Wenn Sie sich Zeit nehmen und nach der Besichtigung des Herrenhauses den Schotterweg entlang in Richtung Potomac gehen, finden Sie zwei sehr unterschiedliche Friedhöfe. In den Wäldern am Fluss befindet sich das mit Marmor verzierte Familiengrab von George Washington und seiner Frau Martha. Die Flagge der Vereinigten Staaten und die persönliche Flagge von General Washington flattern im Sonnenlicht. Auf 200 Metern: ein weiteres Grab. 1860 wurden hier mehrere hundert afroamerikanische Frauen und Männer anonym beigesetzt. Feine Markierungen aus Ästen zeigen Spuren von Gräbern im Boden. Bis 1983 war all dies vernachlässigt, von Gestrüpp bedeckt und für Besucher nicht sichtbar. Einst eine verborgene Monstrosität der Sklaverei, jetzt ein Ort der stillen Erinnerung. Erst 200 Jahre nach Washingtons Tod wurden die Überreste in den Gräbern gesichert und auf Wunsch der afroamerikanischen Gemeinde ein riesiger Sandstein-Gedenkstein errichtet.
Das Zentrum des riesigen Freilichtmuseums ist das dreistöckige Herrenhaus im Kolonialstil mit 21 Zimmern. 1754 mietete der ehrgeizige und autodidaktische Landvermesser George Washington das Anwesen, bevor er es Jahre später kaufte. Der letzte US-Präsident baute es schließlich zu einer repräsentativen Residenz im Land aus. „Washington sah sich in erster Linie als Farmer“, erklärt Briney. „Er war überzeugt, dass die US-Landwirtschaft die beste der Welt sein könnte; dafür testete er neue Anbaumethoden.“
Die mit Originalmöbeln ausgestatteten Räume des Hauses können auch in kleinen Gruppen besichtigt werden – ausgestattet mit zahlreichen Porzellanservicen, Kunstwerken, aber auch Büchern und geodätischen Instrumenten. Vorbild für die Innenarchitektur waren europäische Schlösser.

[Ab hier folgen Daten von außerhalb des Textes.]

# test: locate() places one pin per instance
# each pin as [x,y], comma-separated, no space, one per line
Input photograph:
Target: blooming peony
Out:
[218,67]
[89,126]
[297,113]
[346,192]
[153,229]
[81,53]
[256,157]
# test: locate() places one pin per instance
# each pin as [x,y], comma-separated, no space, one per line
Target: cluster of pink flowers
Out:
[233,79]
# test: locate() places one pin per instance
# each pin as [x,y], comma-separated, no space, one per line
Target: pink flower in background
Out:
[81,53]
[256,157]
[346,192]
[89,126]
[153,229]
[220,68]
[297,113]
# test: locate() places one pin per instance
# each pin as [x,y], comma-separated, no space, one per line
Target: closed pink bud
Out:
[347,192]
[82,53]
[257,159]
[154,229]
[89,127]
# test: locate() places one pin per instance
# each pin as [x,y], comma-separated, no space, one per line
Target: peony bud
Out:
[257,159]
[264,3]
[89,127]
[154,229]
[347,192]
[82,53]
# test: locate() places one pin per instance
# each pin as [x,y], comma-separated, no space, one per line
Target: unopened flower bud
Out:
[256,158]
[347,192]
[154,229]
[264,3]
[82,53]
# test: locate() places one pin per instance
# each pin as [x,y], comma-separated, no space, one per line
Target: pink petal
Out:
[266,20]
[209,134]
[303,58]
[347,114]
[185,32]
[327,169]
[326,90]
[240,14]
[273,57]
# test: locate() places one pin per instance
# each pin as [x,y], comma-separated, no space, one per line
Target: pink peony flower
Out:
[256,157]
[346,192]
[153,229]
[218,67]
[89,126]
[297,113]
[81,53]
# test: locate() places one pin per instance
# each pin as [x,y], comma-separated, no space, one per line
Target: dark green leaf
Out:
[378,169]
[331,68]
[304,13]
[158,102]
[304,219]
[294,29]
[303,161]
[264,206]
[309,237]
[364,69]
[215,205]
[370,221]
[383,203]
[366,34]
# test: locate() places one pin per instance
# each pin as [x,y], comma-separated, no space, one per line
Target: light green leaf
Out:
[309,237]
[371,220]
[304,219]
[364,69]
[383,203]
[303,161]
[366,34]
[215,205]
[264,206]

Auf Kopfhöhe im Flur hängt ein berühmtes Geschenk aus Frankreich: Der französische Revolutionär, Mitstreiter im amerikanischen Unabhängigkeitskrieg, der 35 Jahre jüngere Marquis de Lafayette, schickte es 1790 an seinen väterlichen Freund : die massive Bastille-Taste, fast einen Meter hoch Paris – verhasstes Symbol der Unterdrückung für die Französische Revolution. Kurz nachdem sie gestürmt worden war, wurde die Bastille bis auf ihre Fundamente abgerissen, aber der Schlüssel überlebte in Washingtons Korridor.
George Washington hatte schlechte Zähne. Seine Zähne sind bei Besuchern von Mount Vernon besonders beliebt.
Foto: Michael Marek
Bis heute ein Besucher-Hit: die Zähne von George Washington. Der glorreiche General des Unabhängigkeitskrieges und Mitautor der Verfassung hatte schlechte Zähne. Den ersten verlor er im Alter von 24 Jahren, wahrscheinlich krankheitsbedingt. Zahnersatz war also notwendig. George Washington beauftragte mehrere. Neben Elfenbein, Pferde- und Kuhzähnen dienten echte Menschenzähne als Rohstoffe. Seine Lieferanten waren nicht nur die Verstorbenen, sondern – wie Washingtons detaillierte Haushaltsbücher zeigen – auch versklavte Menschen.